Limitations and Considerations

  • Elevated anxiety: Some individuals experience significant psychological distress upon receiving a positive result. Pre- and post-test counseling is essential to help process this information constructively.
  • Inconclusive results: Variants of uncertain significance can leave individuals in a state of prolonged ambiguity.
  • Family dynamics: Sharing results can be complicated. Some relatives may not wish to know their own status. Navigating these disclosures benefits from the guidance of a genetic counselor.
  • Testing does not detect all risk: Genetic factors explain only 5–12% of breast cancer cases. A negative test does not eliminate the need for routine screening based on age and other risk factors.
  • Insurance and privacy: In many countries, laws such as the Genetic Information Nondiscrimination Act (GINA) in the United States protect against genetic discrimination in health insurance and employment. However, protections vary by jurisdiction and do not always extend to life or disability insurance.

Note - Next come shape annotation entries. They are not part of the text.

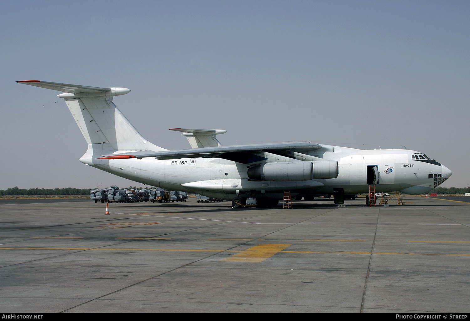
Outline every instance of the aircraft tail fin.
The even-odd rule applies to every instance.
[[[105,150],[106,153],[110,153],[130,151],[166,150],[142,137],[113,103],[114,96],[130,92],[127,88],[105,88],[39,80],[17,82],[64,92],[64,93],[57,97],[65,99],[89,146],[95,145],[97,148],[92,149],[97,152]],[[98,148],[95,144],[101,144],[101,148]]]

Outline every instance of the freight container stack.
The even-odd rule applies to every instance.
[[[170,192],[170,199],[172,202],[186,202],[188,194],[179,191],[172,191]]]
[[[199,194],[196,194],[196,199],[197,200],[197,202],[199,203],[207,203],[212,202],[223,202],[223,199],[213,199],[212,197],[208,197],[207,196],[204,196],[204,195],[201,195]]]
[[[152,201],[162,202],[186,202],[188,194],[184,192],[172,191],[169,192],[159,187],[153,190],[143,189],[120,190],[115,185],[110,188],[90,190],[90,198],[94,200],[104,202],[128,203],[133,202],[147,202]]]

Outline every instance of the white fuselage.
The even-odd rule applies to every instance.
[[[294,195],[332,194],[334,188],[343,188],[345,194],[366,193],[368,191],[368,183],[372,183],[368,179],[375,179],[373,183],[377,192],[400,191],[417,195],[431,191],[436,185],[435,182],[440,179],[440,183],[443,178],[445,180],[451,174],[447,168],[437,162],[412,160],[412,155],[415,153],[407,150],[362,150],[323,145],[321,149],[308,153],[337,161],[337,177],[287,182],[249,180],[247,165],[221,158],[96,160],[96,157],[95,159],[85,158],[86,154],[80,160],[147,185],[230,200],[237,195],[249,193],[280,199],[283,191],[288,190]],[[295,160],[286,157],[279,161]],[[368,178],[368,166],[376,166],[377,177]]]

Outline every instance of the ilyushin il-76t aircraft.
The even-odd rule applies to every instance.
[[[369,193],[369,185],[376,192],[418,195],[452,174],[425,154],[406,149],[303,142],[222,146],[216,136],[223,130],[172,129],[182,132],[192,148],[169,150],[142,137],[113,103],[127,88],[18,82],[63,92],[57,97],[65,100],[88,144],[80,159],[85,165],[168,191],[231,200],[235,207],[275,206],[286,191],[308,199],[333,195],[335,203]]]

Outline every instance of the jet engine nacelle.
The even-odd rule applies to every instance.
[[[256,181],[310,181],[338,176],[338,162],[285,161],[260,164],[248,168],[248,178]]]

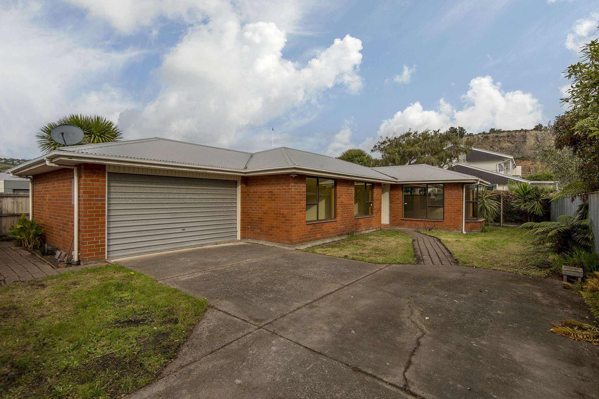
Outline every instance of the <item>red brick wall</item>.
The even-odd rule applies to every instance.
[[[381,185],[374,184],[373,215],[353,216],[353,181],[337,179],[334,220],[305,221],[305,176],[241,179],[241,238],[295,244],[380,227]]]
[[[444,215],[443,220],[415,220],[403,218],[402,216],[402,198],[403,192],[401,184],[392,184],[389,193],[389,224],[400,227],[415,227],[422,229],[425,224],[434,224],[437,230],[462,231],[463,212],[462,183],[445,183]],[[476,222],[475,222],[476,223]],[[467,226],[470,224],[467,223]],[[472,224],[474,226],[474,224]],[[480,229],[480,226],[478,229]],[[476,227],[473,228],[476,230]]]
[[[44,242],[73,251],[73,170],[59,169],[34,176],[33,218],[44,229]],[[105,256],[106,181],[104,165],[79,165],[79,258]]]

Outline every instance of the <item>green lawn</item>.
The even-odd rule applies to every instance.
[[[207,303],[118,265],[0,288],[0,398],[120,397],[155,379]]]
[[[412,237],[392,230],[379,230],[304,251],[371,263],[411,264],[416,261]]]
[[[451,251],[460,263],[474,267],[510,272],[519,275],[548,277],[546,257],[531,248],[533,237],[528,230],[513,227],[492,227],[487,233],[422,232],[434,236]]]

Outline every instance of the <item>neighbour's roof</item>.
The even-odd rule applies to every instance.
[[[404,165],[401,166],[380,166],[373,169],[395,178],[400,181],[472,180],[476,177],[471,175],[448,170],[426,164]]]
[[[471,173],[484,180],[486,180],[491,184],[507,184],[509,180],[514,180],[520,182],[530,183],[530,181],[522,179],[519,177],[515,177],[509,175],[487,170],[480,167],[473,166],[467,163],[456,163],[454,168],[458,172],[462,173]]]
[[[20,177],[14,177],[14,176],[11,176],[10,173],[0,172],[0,180],[27,180],[27,179],[23,179]]]
[[[486,161],[493,160],[502,160],[513,159],[513,157],[507,154],[501,154],[495,153],[489,150],[483,150],[482,148],[470,148],[470,152],[466,154],[467,161]]]

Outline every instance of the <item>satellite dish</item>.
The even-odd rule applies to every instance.
[[[50,132],[52,139],[65,145],[72,145],[83,139],[83,130],[74,124],[59,124]]]

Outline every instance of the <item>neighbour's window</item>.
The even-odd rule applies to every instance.
[[[373,214],[373,183],[356,181],[353,184],[353,215]]]
[[[466,186],[466,220],[479,219],[479,186],[476,184]]]
[[[443,184],[404,184],[404,217],[443,220],[444,192]]]
[[[335,217],[335,179],[305,178],[305,220],[314,221]]]

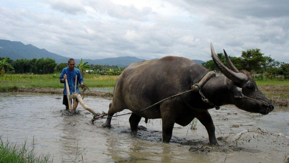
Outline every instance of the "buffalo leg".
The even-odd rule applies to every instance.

Managing a Positive Result: Available Interventions

A positive BRCA result is not a sentence — it is an opportunity to act proactively. Evidence-based options include:

  • Enhanced surveillance: Annual breast MRI and mammography starting at ages 25–30 for BRCA1/2 carriers; clinical breast examination every 6 months
  • Chemoprevention: Tamoxifen, raloxifene, or aromatase inhibitors can reduce breast cancer risk in high-risk pre- and post-menopausal women by 30–50%
  • Risk-reducing mastectomy: Can reduce breast cancer risk by approximately 90% in BRCA carriers who choose this option
  • Risk-reducing salpingo-oophorectomy: Recommended for BRCA1 carriers by age 35–40; reduces ovarian cancer risk by approximately 80% and may also reduce breast cancer risk
  • Lifestyle modifications: Maintaining healthy weight, limiting alcohol, regular physical activity, and avoiding exogenous hormones where possible can modestly reduce overall breast cancer risk

What helixXY Can Reveal

The helixXY genetic platform provides comprehensive genomic analysis that includes assessment of variants in BRCA1, BRCA2, PALB2, CHEK2, ATM, and other genes associated with hereditary breast and ovarian cancer syndrome. Through your helixXY report, you can:

  • Discover whether you carry pathogenic or likely pathogenic variants in key breast cancer risk genes
  • Receive a personalized risk profile that integrates genetic data with family history indicators
  • Understand the specific implications of your results for screening and prevention planning
  • Access evidence-based recommendations tailored to your genetic profile

Disclaimer

This article is intended for educational purposes only and does not constitute medical advice, diagnosis, or a recommendation for or against genetic testing. Genetic testing decisions should always be made in consultation with a qualified physician and a certified genetic counselor. A positive genetic test result does not mean you have cancer or will develop it — risk management strategies are highly individualized.

References

  • National Cancer Institute. BRCA Gene Mutations: Cancer Risk and Genetic Testing. cancer.gov, 2023.
  • Kuchenbaecker KB et al. "Risks of Breast, Ovarian, and Contralateral Breast Cancer for BRCA1 and BRCA2 Mutation Carriers." JAMA, 2017.
  • Centers for Disease Control and Prevention. BRCA Genetic Testing. cdc.gov, 2023.
  • Robson ME et al. "American Society of Clinical Oncology Policy Statement Update: Genetic and Genomic Testing for Cancer Susceptibility." Journal of Clinical Oncology, 2015.
  • Domchek SM et al. "Association of Risk-Reducing Surgery in BRCA1 or BRCA2 Mutation Carriers With Cancer Risk and Mortality." JAMA, 2010.